ADHD: Long term treatment ?
Twenty years ago, more than a dozen leaders in child psychiatry received $11 million from the National Institute of Mental Health to study an important question facing families with children with attention deficit hyperactivity disorder: Is the best long-term treatment medication, behavioral therapy or both?
The widely publicized result was not only that medication like Ritalin or Adderall trounced behavioral therapy, but also that combining the two did little beyond what medication could do alone. The finding has become a pillar of pharmaceutical companies' campaigns to market A.D.H.D. drugs, and is used by insurance companies and school systems to argue against therapies that are usually more expensive than pills.
But in retrospect, even some authors of the study -- widely considered the most influential study ever on A.D.H.D. -- worry that the results oversold the benefits of drugs, discouraging important home- and school-focused therapy and ultimately distorting the debate over the most effective (and cost-effective) treatments.
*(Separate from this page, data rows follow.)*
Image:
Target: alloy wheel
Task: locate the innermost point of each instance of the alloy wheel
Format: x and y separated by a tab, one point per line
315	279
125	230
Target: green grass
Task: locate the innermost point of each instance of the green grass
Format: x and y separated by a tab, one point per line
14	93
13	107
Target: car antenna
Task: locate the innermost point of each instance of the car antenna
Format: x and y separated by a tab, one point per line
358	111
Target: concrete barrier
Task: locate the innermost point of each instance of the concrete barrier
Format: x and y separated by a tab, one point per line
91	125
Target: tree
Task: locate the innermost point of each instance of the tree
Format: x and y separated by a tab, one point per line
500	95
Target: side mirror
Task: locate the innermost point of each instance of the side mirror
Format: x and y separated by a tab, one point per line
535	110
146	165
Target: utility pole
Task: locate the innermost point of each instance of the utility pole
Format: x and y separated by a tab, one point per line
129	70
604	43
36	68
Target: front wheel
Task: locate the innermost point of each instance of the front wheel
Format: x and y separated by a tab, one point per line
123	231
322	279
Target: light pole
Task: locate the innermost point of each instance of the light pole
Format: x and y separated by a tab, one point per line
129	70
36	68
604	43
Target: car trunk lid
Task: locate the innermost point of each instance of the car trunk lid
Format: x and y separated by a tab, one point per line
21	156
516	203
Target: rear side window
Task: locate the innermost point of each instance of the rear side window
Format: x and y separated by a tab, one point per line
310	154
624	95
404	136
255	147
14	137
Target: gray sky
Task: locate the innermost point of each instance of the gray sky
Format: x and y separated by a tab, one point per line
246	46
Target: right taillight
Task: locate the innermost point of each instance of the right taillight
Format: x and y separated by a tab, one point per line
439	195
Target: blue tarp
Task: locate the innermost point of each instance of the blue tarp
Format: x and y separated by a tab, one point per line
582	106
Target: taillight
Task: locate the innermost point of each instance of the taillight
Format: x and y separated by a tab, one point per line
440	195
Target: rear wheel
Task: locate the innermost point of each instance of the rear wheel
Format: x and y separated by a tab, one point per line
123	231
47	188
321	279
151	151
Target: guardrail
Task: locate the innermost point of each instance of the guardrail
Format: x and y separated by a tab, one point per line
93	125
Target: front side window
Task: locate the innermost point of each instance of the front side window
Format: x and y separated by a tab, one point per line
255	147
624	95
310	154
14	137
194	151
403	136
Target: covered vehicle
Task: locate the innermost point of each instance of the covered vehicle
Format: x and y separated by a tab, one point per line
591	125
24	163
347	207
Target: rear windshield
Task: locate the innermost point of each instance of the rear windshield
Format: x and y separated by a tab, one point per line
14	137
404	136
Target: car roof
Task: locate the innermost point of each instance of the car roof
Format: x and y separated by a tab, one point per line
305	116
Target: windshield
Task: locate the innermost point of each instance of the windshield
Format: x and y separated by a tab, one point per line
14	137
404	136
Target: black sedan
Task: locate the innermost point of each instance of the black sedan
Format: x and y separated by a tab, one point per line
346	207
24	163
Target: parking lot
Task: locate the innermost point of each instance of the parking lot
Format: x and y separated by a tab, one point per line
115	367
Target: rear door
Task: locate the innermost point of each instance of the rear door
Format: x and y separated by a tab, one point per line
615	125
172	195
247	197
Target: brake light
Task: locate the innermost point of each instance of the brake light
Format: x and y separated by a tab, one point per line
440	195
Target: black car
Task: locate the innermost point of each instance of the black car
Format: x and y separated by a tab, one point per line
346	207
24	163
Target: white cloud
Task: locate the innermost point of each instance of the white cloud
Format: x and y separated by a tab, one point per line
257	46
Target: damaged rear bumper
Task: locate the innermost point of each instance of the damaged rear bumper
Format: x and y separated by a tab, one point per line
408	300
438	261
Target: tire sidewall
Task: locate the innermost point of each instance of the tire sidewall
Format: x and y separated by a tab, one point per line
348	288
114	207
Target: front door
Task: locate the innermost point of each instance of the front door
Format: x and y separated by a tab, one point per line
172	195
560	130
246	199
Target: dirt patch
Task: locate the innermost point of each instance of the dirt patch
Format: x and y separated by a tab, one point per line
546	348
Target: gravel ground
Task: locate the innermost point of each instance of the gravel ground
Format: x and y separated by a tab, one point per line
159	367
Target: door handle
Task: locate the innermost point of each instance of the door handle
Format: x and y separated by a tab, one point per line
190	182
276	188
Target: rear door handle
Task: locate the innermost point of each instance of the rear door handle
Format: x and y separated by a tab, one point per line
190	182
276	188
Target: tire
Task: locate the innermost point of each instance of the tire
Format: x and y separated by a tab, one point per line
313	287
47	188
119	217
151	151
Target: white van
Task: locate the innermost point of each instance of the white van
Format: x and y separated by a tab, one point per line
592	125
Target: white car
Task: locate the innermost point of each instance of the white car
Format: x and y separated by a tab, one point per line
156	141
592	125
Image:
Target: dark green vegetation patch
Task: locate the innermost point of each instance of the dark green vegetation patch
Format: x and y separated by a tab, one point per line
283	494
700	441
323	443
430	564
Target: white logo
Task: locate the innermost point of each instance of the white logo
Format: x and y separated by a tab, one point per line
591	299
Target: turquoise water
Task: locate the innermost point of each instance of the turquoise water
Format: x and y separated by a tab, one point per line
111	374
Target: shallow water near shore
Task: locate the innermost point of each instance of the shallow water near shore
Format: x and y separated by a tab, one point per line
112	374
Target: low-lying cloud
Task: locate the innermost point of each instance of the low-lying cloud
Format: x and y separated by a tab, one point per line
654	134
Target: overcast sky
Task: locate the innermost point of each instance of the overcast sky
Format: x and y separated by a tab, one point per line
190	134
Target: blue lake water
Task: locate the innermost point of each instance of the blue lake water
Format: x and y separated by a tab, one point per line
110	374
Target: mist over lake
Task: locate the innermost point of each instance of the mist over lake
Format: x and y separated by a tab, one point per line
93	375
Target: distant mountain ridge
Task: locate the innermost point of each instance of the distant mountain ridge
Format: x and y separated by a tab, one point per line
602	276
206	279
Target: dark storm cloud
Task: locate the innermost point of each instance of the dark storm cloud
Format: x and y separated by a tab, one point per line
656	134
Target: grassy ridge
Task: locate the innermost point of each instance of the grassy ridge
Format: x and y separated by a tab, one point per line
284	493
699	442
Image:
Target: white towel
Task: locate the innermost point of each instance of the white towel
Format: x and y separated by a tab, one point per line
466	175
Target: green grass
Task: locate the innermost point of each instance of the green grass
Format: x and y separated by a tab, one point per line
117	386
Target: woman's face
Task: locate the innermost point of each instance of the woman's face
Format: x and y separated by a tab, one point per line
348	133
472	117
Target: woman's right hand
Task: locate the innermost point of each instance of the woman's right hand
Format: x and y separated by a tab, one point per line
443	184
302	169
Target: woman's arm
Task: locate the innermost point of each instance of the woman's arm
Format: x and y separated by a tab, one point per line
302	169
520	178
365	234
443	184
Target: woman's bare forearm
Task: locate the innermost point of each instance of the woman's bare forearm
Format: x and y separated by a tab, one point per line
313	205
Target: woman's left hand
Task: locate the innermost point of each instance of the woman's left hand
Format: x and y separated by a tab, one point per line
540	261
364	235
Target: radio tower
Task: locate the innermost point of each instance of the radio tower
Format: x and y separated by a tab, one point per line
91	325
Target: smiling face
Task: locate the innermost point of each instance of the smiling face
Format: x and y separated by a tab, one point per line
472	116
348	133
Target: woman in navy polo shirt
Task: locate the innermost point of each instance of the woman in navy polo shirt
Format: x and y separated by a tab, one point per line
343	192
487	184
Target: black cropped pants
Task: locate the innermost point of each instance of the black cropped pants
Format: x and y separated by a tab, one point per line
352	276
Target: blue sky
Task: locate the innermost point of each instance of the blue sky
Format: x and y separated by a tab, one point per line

The study was structured to emphasize the reduction of impulsivity and inattention symptoms, for which medication is designed to deliver quick results, several of the researchers said in recent interviews. Less emphasis was placed on improving children's longer-term academic and social skills, which behavioral therapy addresses by teaching children, parents and teachers to create less distracting and more organized learning environments.